Ocena: 4,5
Plusy:
+ dobra lokalizacja
+ oprawa wizualna
+ niezły hack&slash
+ stare, dobre postacie z poprzednich odsłon
Minusy:
- kiepska fabuła
- to już nie jest Gothic
- drętwe dialogi
- uproszczony system walki i rozwoju postaci
- niski poziom trudności
Od dnia premiery dodatku zatytułowanego Zmierzch Bogów fani serii Gothic nie mają powodów do radości. Długo wyczekiwana ArcaniA nie spełniła oczekiwań, choć nie można powiedzieć, że jest to zła gra. Jednak jako spadkobierca dzieła JoWood wypadła bardzo słabo. Upadek Setarrif nie zmienia tego stanu rzeczy, gdyż głównie opiera się na tym, co było dobre w podstawowej wersji. Jest jednak pewna różnica. Otóż w tym dodatku twórcy postawili na bardzo dużą ilość walk. W taki oto sposób, rozszerzenie stało się typowym hack & slashem, w którym gracz biega od jednego punktu do drugiego i po drodze pokonuje hordy głupich jak but przeciwników.
Jeżeli ktoś przeszedł Arcanię, to powinien doskonale pamiętać zakończenie. Okazuje się, że ostatnia walka wcale nie potoczyła się tak, jakbyśmy tego chcieli. „Wielki Zły” nadal żyje i naszym zadaniem będzie go powstrzymać. Taki jest główny cel Upadku Setarrif. W dużym skrócie, nasza przygoda zaczyna się od krótkiej rozmowy, z której dowiadujemy się, że musimy iść do pewnego miejsca. Mijamy wybrzeże i nasz bohater zostaje przeteleportowany do podziemi, gdzie czekają na niego potwory, harpie i inne dziwactwa. Następnie trzeba się przebić przez długi labirynt, który także jest wypchany sporą ilością oponentów. Deweloper zamiast ułatwić sprawę i pozwolić nam zacząć wszystko w Setarrif, postanowił sztucznie wydłużyć rozgrywkę poprzez długie wyrzynanie wrogów. Gdy w końcu dotrzemy do miasta, musimy zebrać cztery przedmioty, które odblokowują nam przejście do… kolejnych lochów, zaś tam znowu trzeba będzie coś znaleźć. I tak to się toczy, aż do końca.
Miłym ukłonem w stronę fanów jest umieszczenie starych, dobrych postaci, takich jak Milten, Gorn, Lester i Diego, które odgrywają dość dużą rolę w wątku głównym. W odpowiednim momencie przyjdzie nam kontrolować każdego z nich, gdyż twórcy ulokowali ich w kluczowych miejscach.
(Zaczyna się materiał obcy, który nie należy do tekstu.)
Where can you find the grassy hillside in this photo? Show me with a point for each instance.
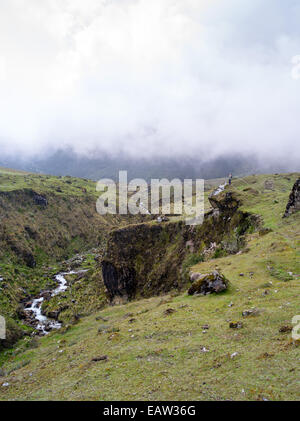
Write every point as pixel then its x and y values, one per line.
pixel 154 354
pixel 44 220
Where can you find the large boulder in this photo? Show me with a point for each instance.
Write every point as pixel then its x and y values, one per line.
pixel 207 283
pixel 294 200
pixel 225 201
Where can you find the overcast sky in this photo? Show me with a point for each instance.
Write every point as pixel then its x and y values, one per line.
pixel 150 77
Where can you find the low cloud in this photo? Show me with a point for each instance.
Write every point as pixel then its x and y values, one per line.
pixel 150 78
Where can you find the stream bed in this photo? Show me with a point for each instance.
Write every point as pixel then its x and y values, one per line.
pixel 44 324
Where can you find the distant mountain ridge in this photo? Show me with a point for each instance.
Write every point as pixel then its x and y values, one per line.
pixel 104 166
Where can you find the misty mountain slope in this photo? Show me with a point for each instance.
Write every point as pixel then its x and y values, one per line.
pixel 66 162
pixel 161 348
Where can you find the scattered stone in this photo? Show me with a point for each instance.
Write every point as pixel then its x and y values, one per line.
pixel 269 185
pixel 285 329
pixel 251 312
pixel 101 318
pixel 204 349
pixel 235 325
pixel 208 283
pixel 266 292
pixel 294 200
pixel 264 231
pixel 100 358
pixel 169 311
pixel 131 320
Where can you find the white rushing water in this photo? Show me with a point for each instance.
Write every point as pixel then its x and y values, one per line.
pixel 36 306
pixel 219 189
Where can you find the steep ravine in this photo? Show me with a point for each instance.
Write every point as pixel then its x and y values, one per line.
pixel 148 259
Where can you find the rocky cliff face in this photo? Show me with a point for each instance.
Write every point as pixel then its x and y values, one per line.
pixel 148 259
pixel 35 226
pixel 294 200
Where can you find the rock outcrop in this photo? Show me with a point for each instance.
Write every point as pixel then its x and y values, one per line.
pixel 294 200
pixel 149 259
pixel 207 283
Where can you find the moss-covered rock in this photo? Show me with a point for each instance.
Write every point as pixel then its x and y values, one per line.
pixel 208 283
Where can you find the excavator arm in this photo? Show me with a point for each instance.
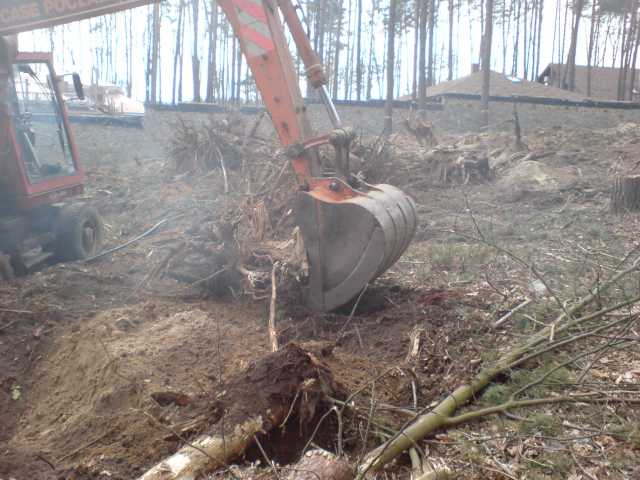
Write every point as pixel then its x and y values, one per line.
pixel 23 15
pixel 353 232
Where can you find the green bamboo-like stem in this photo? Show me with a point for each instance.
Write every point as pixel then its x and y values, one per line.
pixel 438 417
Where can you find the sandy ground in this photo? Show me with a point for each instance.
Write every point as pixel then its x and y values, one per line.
pixel 86 349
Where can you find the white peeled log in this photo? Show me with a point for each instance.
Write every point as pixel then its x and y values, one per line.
pixel 189 462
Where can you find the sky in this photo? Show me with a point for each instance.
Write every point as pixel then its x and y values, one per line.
pixel 76 45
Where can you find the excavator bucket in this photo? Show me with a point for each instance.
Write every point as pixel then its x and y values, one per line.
pixel 352 241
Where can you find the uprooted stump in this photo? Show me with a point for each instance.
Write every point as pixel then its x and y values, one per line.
pixel 625 195
pixel 290 383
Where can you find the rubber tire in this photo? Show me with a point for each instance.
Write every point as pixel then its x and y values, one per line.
pixel 70 241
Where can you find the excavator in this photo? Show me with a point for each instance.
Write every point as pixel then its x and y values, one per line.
pixel 352 231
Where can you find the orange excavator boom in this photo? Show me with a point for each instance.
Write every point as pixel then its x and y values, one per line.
pixel 353 232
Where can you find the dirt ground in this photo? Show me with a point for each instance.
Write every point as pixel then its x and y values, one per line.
pixel 92 353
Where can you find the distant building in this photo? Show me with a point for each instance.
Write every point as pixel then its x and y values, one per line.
pixel 604 81
pixel 470 87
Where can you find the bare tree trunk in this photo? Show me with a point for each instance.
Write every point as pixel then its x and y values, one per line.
pixel 570 72
pixel 486 61
pixel 195 56
pixel 176 54
pixel 422 61
pixel 632 81
pixel 155 50
pixel 239 73
pixel 432 22
pixel 416 47
pixel 592 31
pixel 540 19
pixel 359 61
pixel 388 107
pixel 338 47
pixel 213 51
pixel 450 52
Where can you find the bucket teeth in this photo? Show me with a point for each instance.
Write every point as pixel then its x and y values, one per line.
pixel 351 242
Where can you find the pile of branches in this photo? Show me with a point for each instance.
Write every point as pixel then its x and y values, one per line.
pixel 204 147
pixel 230 245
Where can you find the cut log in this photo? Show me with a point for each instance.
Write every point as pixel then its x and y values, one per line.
pixel 626 194
pixel 261 398
pixel 321 465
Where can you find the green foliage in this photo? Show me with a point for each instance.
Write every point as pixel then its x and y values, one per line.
pixel 496 394
pixel 556 464
pixel 542 423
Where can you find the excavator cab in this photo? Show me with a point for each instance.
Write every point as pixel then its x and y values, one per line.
pixel 39 169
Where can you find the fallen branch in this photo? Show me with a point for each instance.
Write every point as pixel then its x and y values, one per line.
pixel 273 334
pixel 274 383
pixel 433 419
pixel 506 317
pixel 149 232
Sami widzicie, że wodotrysków nie ma. Dodatkowo, dialogi zostały naprawdę tragicznie napisane i wysłuchiwanie ich to prawdziwa katorga. Czasami wolałem beztrosko wyrzynać ścierwojady, niżeli iść dalej trzymając się głównego wątku fabularnego. Jeżeli chodzi o misje poboczne to jest ich całkiem sporo. Dokładnie trzy. Tutaj ekipa Spellbound się nie popisała.
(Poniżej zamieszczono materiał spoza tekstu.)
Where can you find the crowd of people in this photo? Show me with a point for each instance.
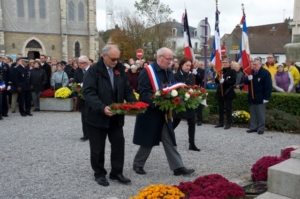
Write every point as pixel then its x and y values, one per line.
pixel 110 81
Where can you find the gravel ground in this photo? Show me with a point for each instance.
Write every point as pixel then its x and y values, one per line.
pixel 42 157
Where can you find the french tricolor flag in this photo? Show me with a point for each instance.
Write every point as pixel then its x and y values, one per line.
pixel 216 57
pixel 188 50
pixel 244 56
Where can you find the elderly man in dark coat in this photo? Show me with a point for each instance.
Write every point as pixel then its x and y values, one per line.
pixel 106 83
pixel 151 126
pixel 262 89
pixel 225 93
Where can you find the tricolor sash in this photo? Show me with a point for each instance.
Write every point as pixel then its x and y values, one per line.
pixel 154 80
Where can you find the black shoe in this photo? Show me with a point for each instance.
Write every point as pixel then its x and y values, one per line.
pixel 260 132
pixel 183 171
pixel 219 125
pixel 102 181
pixel 84 139
pixel 227 126
pixel 193 147
pixel 120 178
pixel 251 130
pixel 139 170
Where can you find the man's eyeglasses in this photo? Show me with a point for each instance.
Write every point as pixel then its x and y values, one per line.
pixel 169 59
pixel 112 59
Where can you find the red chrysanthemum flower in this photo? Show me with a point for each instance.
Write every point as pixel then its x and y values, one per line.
pixel 176 100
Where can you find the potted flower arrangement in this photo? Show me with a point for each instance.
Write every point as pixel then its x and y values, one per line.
pixel 129 108
pixel 56 101
pixel 240 116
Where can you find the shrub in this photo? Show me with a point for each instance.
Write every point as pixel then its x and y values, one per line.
pixel 282 121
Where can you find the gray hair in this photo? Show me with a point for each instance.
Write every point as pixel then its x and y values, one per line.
pixel 106 49
pixel 84 58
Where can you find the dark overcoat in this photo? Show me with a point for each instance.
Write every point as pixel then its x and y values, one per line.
pixel 148 125
pixel 229 76
pixel 262 86
pixel 22 78
pixel 188 79
pixel 98 93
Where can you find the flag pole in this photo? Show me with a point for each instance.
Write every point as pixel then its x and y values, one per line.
pixel 248 59
pixel 218 72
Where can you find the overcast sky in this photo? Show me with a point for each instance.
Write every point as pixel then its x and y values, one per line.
pixel 258 12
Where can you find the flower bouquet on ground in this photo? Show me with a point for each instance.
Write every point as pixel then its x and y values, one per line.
pixel 179 97
pixel 160 191
pixel 240 116
pixel 49 93
pixel 63 92
pixel 129 108
pixel 77 88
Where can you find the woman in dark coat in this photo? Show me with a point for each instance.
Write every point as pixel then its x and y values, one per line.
pixel 225 93
pixel 185 76
pixel 38 81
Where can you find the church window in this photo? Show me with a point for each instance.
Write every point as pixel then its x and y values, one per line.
pixel 20 8
pixel 31 10
pixel 71 11
pixel 80 12
pixel 42 9
pixel 77 49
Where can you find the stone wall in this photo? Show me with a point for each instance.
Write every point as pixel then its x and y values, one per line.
pixel 20 40
pixel 84 45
No dobrze, fabuła jest jaka jest, ale sam system walki jak i rozwoju postaci jest całkiem przyjemny. Przed rozpoczęciem gry mamy możliwość zaimportowania swojego bohatera z podstawki, bądź wyboru jednego z trzech wojowników – rycerza, maga i łucznika. Każdy z nich to prawdziwy morderca i nie straszne mu ścierwojady, wilki czy też ogniste jaszczurki. Nawet podczas walki z kilkunastoma przeciwnikami można wyjść cało bez szwanku. Dodatkowo, od razu dostajemy kilka punktów rozwoju, które możemy rozdzielić aby wzmocnić naszego bohatera. Fani Gothica zapewne nie będą skakać z radości, gdyż wszystko zostało mocno uproszczone, zaś same potyczki polegają na klikaniu w lewy i czasami prawy przycisk myszki. Drzewko rozwoju także nie należy do najbardziej rozbudowanych, zaś zwiększanie swoich statystyk nie ma dużego znaczenia podczas walki.
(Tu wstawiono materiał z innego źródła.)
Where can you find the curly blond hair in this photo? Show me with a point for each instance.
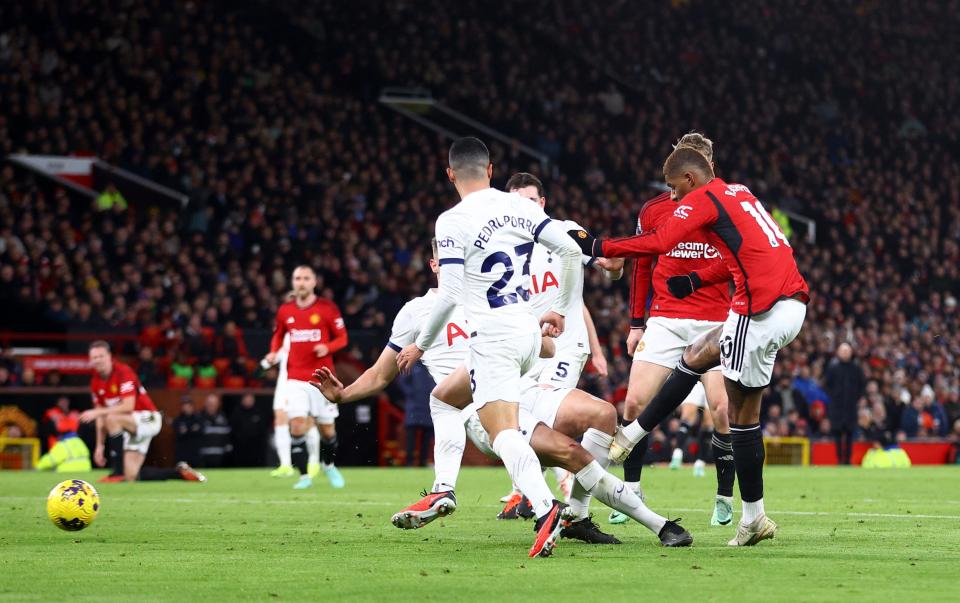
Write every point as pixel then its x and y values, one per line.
pixel 698 142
W kwestii oprawy wizualnej, trzeba powiedzieć, że nie ma zbyt wielkich różnic w stosunku do Arcanii, więc nadal jest nieźle. Szkoda natomiast, że świat w Setarrif wydaje się być otwarty, a w rzeczywistości jest naprawdę mały i sandboxem go nazwać nie można. Animacje postaci są całkiem przyzwoite, podobnie jak modele stworków, architektura budowli oraz same tekstury. Od strony technicznej ciężko się jakoś przyczepić, gdyż lokacje są bogate w detale, zaś samo ich wykonanie jest co najmniej dobre, ale aspekty wizualne to nie wszystko. Sporadycznie można zauważyć błąd podczas rozmów, gdzie postacie w ogóle nie poruszają ustami, albo w innym przypadku, gdy jakiś obiekt wtopi się w resztę świata, ale to raczej rzadkość. Jeżeli chodzi o kwestię audio, to ścieżka dźwiękowa została dobrze przystosowana pod tą produkcję i buduje odpowiedni nastrój podczas gry. Duże brawa dla ekipy odpowiedzialnej za polską lokalizację, gdyż jest ona moim zdaniem lepsza od oryginału. Może i niektóre dialogi brzmią infantylnie, ale to już raczej wina ze strony dewelopera, który stworzył je, niżeli oddziału CDP.
Podsumowując, Upadek Setarrif nie powinien być samodzielnym dodatkiem, a jedynie paczuszką udostępnioną w dystrybucji cyfrowej, która rozwija główny wątek z Gothic 4. Nie obeszło się bez wpadek, ale w wolnym czasie, gdy chcemy wytłuc setki potworków warto się zainteresować tą produkcją.